Microsoft will IM-Protokoll veröffentlichen

19.08.1999
Thema des Tages

MÜNCHEN (COMPUTERWOCHE) - In der seit Wochen andauernden Instant-Messaging-Auseinandersetzung zwischen Microsoft und AOL geht die Gates-Company nun aufs Ganze: Noch Ende dieses Monats soll das IM-Protokoll (Instant Messaging) des MSN Messenger veröffentlicht werden. Das Ziel ist klar: Durch die Offenlegung der Technologie sollen andere Anbieter die Möglichkeit erhalten, Produkte auf der Basis des Microsoft-Protokolls zu entwickeln. Durch eine größere Verbreitung der Technologie hofft die Gates-Company, den Zuschlag für MSN Messenger als allgemeinen IM-Industriestandard zu erhalten und AOL aus dem Feld zu drängen. Zu diesem Zweck sollen die Protokolle auch der Internet Engineering Task Force (IETF) zur Verfügung gestellt werden, dem für Infrastrukturfragen im Bereich Internet tonangebenden Standardisierungsgremium.

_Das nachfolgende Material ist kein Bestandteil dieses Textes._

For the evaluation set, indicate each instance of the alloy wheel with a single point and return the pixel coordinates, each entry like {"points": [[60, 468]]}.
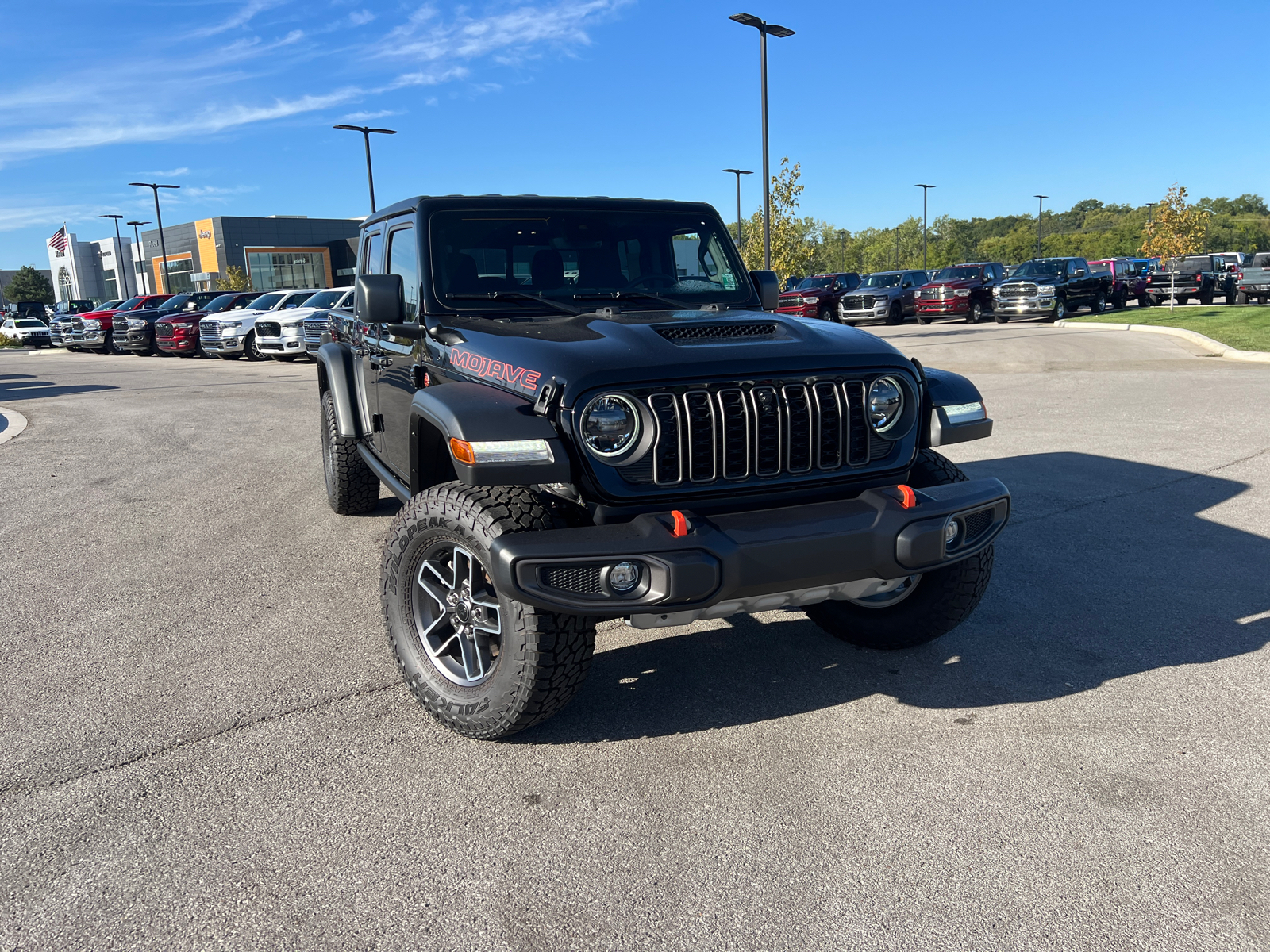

Die Einsätze sind hoch im Konflikt um die IM-Produkte, mit denen Nachrichten in Echtzeit über das Internet verschickt werden können, denn die Popularität dieser Dienste ist in den letzten Monaten gewaltig gestiegen. Kein Wunder also, daß sich der Softwareriese ein Stück von AOLs Kuchen abschneiden will. Der Online-Dienst ist in diesem Segment unangefochtener Marktführer. Sein ICQ-Service hat nach eigenen Angaben 40 Millionen und der AOL Instant Messenger (AIM) 28 Millionen registrierte Benutzer. Microsoft kann bislang lediglich 1,3 Millionen Kunden für seinen MSN Messenger aufweisen.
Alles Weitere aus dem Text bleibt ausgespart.